VAKOYIANNIS: The main problem is the private cars, not only the taxis, and most of the cars have only one person inside, the driver. And we are not using the public transports.

DVORSON: If people use it and it does contribute to a decline in the use of cars in this very congested city, what will happen to Nefos?

VAKOYIANNIS: Nefos will disappear. At least 80%.

DVORSON: It's true that Nefos, the toxic smog cloud that hangs over Athens, is less severe than it used to be, but people are still hospitalized for cardiac and respiratory problems on Nefos's bad days, usually in summer. If one of those bad days occurs during the Olympics, the athletes will be in for a rude surprise.

(Construction noises)

DVORSON: On a clear day it's all the more apparent that city planning in Athens is an oxymoron. A highly respected travel guide refers to this 4,000- year-old city as a jungle of concrete. From the air, the sprawl of buildings looks like a spilled box of Lego toys. According to The Insight Guide to Athens, the Greek capitol doesn't cater to tourists and doesn't pretend to exist for anyone other than Athenians. But Dmitris Tziotis, a strategist for the 2004 Committee, believes in the vision of a greener, quieter Athens, that will make the Games a success.

TZIOTIS: There are some significant changes that are taking place in this country and this city. And I believe through the great projects that will be ready by 2001, Athens will be the city that we all dream of.

(Women shouting: "Yee-hoo!" Wind instruments and drums play amidst clapping)

DVORSON: It's unclear whether the dream of the 2004 Olympic Committee will be realized under deadline pressure. Optimists say the countdown to complete the new airport, the metro system, the Olympic Village, and the ring road are just the kind of impetus Greece needs to make good on longstanding unfinished development projects. But sports writer Philipos Sirigos of the Eleftherotypia newspaper, disagrees.

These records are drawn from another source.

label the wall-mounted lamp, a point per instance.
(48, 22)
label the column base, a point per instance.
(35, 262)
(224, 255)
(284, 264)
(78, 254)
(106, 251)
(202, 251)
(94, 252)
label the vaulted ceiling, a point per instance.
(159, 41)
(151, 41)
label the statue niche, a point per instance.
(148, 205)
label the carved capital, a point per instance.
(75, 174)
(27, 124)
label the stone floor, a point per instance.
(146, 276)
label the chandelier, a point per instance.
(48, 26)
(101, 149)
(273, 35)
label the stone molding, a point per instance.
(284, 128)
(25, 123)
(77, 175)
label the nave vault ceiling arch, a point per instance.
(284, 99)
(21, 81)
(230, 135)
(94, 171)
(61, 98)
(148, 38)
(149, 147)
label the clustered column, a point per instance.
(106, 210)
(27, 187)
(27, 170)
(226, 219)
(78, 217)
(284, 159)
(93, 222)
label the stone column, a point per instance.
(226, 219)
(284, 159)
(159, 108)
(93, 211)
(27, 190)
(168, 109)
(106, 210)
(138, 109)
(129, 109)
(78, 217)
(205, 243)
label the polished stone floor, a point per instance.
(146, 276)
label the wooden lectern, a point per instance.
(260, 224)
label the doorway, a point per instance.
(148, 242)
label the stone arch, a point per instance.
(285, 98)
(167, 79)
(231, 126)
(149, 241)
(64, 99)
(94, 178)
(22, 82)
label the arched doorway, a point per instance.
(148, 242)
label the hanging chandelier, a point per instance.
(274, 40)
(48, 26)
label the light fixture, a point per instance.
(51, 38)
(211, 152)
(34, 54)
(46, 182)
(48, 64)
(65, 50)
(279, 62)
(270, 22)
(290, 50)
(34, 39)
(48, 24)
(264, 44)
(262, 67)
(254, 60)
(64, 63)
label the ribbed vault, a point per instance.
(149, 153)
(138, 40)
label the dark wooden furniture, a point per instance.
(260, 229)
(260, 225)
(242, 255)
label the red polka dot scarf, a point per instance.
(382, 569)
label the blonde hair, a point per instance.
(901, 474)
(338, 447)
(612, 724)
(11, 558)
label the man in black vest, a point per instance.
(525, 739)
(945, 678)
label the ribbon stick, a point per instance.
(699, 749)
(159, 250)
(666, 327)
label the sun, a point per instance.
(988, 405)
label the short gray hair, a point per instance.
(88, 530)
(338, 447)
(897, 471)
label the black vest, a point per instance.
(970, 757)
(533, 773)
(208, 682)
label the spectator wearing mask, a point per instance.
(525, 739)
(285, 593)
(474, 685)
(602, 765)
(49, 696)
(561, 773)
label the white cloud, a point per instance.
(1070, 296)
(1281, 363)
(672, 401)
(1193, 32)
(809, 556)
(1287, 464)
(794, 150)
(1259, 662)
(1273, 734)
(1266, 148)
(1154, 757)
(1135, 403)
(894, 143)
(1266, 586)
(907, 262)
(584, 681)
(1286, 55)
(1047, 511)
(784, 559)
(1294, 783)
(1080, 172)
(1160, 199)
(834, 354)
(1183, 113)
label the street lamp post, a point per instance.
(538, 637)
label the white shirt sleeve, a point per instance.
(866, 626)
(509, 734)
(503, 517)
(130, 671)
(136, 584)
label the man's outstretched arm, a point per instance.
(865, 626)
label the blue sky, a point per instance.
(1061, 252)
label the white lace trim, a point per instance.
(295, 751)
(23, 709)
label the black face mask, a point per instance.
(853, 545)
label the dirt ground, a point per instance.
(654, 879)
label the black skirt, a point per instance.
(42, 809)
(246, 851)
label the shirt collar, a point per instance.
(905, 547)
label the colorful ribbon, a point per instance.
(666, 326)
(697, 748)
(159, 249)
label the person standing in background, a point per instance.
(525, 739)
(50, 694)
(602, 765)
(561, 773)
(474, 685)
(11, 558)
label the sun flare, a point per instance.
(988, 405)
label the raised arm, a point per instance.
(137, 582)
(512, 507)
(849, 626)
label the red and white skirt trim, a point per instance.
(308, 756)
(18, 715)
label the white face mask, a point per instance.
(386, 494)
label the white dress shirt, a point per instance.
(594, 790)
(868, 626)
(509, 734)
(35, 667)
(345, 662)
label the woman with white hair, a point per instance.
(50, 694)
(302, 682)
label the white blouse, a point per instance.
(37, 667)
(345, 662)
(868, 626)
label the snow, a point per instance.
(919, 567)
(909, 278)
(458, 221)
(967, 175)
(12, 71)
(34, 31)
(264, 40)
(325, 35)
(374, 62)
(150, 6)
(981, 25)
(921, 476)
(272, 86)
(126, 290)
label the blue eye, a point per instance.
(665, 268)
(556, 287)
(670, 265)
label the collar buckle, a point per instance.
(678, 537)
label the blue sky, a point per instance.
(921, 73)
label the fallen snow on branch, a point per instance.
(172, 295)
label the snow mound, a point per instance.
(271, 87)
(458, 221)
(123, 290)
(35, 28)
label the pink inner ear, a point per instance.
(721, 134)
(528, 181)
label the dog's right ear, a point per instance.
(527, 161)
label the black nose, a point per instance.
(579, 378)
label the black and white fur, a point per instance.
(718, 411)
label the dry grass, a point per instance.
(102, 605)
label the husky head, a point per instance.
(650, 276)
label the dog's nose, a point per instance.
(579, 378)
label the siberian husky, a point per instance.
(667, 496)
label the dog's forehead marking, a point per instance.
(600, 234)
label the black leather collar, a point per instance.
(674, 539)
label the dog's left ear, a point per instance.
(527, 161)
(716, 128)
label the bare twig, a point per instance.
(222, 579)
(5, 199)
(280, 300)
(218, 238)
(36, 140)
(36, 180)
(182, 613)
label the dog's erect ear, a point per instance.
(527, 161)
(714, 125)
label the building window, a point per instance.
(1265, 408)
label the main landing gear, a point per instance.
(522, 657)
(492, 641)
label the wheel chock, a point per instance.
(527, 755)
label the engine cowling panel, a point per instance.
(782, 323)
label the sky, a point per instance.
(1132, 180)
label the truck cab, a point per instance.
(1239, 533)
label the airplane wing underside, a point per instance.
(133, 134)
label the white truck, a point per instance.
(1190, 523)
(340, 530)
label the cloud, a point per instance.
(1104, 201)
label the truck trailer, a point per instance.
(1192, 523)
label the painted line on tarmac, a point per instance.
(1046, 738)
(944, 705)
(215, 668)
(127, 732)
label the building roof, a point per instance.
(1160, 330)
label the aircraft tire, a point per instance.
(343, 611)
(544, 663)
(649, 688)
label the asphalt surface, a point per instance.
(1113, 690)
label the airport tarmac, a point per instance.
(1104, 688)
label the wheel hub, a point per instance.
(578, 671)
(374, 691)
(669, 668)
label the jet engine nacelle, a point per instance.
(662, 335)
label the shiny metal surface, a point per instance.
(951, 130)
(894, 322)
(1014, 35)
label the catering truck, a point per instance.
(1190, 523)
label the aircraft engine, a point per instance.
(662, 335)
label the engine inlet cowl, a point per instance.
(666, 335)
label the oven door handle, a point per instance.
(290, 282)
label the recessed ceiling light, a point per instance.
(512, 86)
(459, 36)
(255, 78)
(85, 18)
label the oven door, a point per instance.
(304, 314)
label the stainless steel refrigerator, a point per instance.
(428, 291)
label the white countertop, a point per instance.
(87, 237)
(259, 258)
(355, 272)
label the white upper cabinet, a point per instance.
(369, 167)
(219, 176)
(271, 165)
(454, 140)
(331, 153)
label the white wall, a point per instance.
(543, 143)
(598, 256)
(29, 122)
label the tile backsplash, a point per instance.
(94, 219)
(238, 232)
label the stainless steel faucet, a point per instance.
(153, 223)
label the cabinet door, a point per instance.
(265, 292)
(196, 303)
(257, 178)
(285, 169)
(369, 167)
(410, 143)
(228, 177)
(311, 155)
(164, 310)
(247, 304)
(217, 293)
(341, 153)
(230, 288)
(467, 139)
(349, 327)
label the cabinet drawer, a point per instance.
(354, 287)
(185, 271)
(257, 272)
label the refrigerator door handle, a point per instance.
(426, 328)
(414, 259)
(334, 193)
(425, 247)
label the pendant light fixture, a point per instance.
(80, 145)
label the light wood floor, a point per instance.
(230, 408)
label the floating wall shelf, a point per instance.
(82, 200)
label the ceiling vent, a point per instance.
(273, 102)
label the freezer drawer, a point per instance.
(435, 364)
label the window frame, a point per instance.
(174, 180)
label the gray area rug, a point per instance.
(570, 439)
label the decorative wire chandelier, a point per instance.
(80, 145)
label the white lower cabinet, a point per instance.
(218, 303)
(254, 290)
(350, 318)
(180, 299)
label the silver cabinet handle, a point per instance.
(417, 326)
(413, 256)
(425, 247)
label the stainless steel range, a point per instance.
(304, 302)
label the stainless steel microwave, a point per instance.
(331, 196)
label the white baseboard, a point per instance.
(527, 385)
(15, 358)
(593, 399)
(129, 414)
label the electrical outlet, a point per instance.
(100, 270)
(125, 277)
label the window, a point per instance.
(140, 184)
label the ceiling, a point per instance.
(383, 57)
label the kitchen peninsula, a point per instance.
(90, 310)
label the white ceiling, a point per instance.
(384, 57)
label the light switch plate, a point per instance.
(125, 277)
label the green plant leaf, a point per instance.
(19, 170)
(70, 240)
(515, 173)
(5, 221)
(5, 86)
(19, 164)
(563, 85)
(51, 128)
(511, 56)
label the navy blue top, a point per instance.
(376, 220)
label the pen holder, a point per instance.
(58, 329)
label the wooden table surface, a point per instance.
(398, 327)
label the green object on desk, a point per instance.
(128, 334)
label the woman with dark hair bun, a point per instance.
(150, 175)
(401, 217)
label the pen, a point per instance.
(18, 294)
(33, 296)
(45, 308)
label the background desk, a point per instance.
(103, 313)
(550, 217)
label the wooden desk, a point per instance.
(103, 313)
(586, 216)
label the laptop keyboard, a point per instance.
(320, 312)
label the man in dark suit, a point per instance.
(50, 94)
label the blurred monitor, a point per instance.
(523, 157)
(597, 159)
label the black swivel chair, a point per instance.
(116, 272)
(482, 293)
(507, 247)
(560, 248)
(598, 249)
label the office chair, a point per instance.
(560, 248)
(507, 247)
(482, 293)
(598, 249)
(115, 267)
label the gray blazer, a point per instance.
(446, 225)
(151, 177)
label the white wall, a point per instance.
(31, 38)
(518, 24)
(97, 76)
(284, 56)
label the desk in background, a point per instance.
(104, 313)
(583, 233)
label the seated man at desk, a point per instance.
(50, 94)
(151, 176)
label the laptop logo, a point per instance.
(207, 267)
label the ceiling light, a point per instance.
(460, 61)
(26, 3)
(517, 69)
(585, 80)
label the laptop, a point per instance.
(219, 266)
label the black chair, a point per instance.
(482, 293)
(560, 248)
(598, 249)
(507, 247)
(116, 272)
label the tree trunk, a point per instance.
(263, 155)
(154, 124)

SIRIGOS: [Speaks in Greek] TRANSLATOR: This is a ridiculous claim, because it's like the Greek state cannot do something for its citizens. They need a big thing like the Olympics to get them moving. If this is considered legitimate, it's like recognizing that Greece is a country of the Third World.

(Waves and surf)

DVORSON: It's still difficult to assess what impact the 2004 Olympic Games may ultimately have on Athens' environment. But one hint might be found in a quote from the Insight Travel Guide. In somewhat mocking admiration of Greece's improvisational way of life, the Guide notes, "In Athens, nothing is certain, except that the future promises to be as disorganized as the present."

(Celebratory music continues)

DVORSON: For Living on Earth, this is Alexa Dvorson in Athens.